Rooney put United ahead midway through the first half with a first-time effort from Patrice Evra's cross, although Bayer Leverkusen argued with some justification that an offside Antonio Valencia had impeded keeper Bernd Leno.
Still, it did not look like being a particularly memorable night for Rooney when an inexplicable failure to either tap into an empty net or provide an opportunity for Robin van Persie to do so after he had skipped round Leno was followed within a minute by Simon Rolfes' equaliser.
However, Van Persie soon restored United's advantage before Rooney entered the history books as he seized on the loose ball after Emir Spahic had got his head to David de Gea's long punt downfield and finished with ease. It was a landmark effort that meant Rooney emulated Sir Bobby Charlton, Denis Law and Jack Rowley in reaching 200 United goals. More importantly in the short-term, it launched Moyes' Champions League career in perfect style as Rooney provided a late fourth for Valencia.
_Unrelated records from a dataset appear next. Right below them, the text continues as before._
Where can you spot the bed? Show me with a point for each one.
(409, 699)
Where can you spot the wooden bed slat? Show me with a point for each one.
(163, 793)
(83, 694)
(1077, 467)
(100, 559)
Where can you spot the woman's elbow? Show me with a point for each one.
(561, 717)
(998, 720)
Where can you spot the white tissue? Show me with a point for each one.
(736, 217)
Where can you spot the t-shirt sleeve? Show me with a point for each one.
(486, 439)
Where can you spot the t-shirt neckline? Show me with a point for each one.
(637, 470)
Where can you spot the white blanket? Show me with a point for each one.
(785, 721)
When will all be well in Wayne's world?
- It seems it is not enough for Wayne Rooney to perform excellently on his comeback to the Manchester United team for his first game under David Moyes.
- Nor is it enough to score his first goal of the season while playing with a manufactured bandage on a gaping headwound.
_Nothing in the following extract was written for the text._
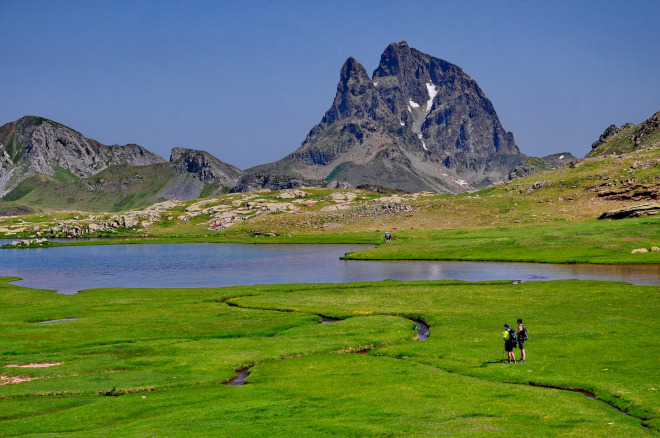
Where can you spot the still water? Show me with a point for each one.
(70, 269)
- It is not even enough to score twice in a Champions League tie to reach 200 goals for the club.
- Instead, with one terse reply to a TV interviewer after the match, the narrative around Rooney once again focuses on events off the field, and his unsettled summer at Old Trafford.
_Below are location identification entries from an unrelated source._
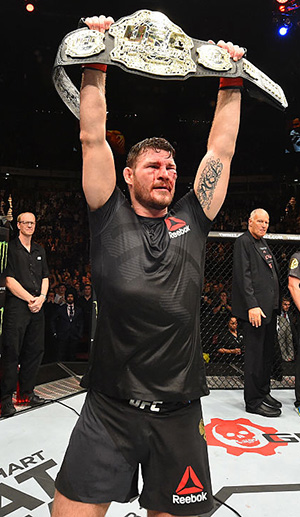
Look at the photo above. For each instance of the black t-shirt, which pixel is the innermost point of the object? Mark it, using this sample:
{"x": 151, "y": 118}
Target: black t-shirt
{"x": 266, "y": 252}
{"x": 148, "y": 275}
{"x": 28, "y": 268}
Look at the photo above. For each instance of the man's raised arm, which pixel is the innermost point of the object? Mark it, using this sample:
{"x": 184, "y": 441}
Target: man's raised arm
{"x": 212, "y": 177}
{"x": 99, "y": 175}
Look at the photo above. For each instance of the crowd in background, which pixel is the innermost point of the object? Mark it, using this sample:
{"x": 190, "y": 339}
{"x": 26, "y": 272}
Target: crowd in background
{"x": 62, "y": 228}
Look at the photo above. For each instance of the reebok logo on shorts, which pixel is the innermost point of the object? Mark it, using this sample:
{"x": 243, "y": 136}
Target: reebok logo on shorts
{"x": 176, "y": 227}
{"x": 191, "y": 485}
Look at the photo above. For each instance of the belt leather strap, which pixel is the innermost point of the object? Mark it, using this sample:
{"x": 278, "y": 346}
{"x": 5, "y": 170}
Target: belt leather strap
{"x": 147, "y": 43}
- His future, on the surface, appears to be straightened out. He seems, on the surface, to be enjoying playing for the club again. But tap anywhere near hard enough to scratch the surface and the angst comes out once again.
- The questions will continue, and Rooney has to accept that the consternation was at least in part of his own making. He may have been forgiven, but nobody has forgotten.
And Moyes could have been pretty pleased with his side's first half efforts. New boy Marouane Fellaini brought the unfussy approach his manager said he would, content to let more flamboyant team-mates work their magic further up field. One of that number was Shinji Kagawa, whose continued omissions, while explained away perfectly plausibly by Moyes, were starting to attract attention.
Kagawa was heavily involved in most of United's attacks, including their opening goal, but was overshadowed by Rooney though. There was never any real doubt Rooney would have put all the summer conjecture about his future to one side once it became obvious he would be remaining at Old Trafford. Still, it is pleasing to see how hard he is working, something England coach Roy Hodgson might be very thankful for next month when he tries to secure a World Cup berth.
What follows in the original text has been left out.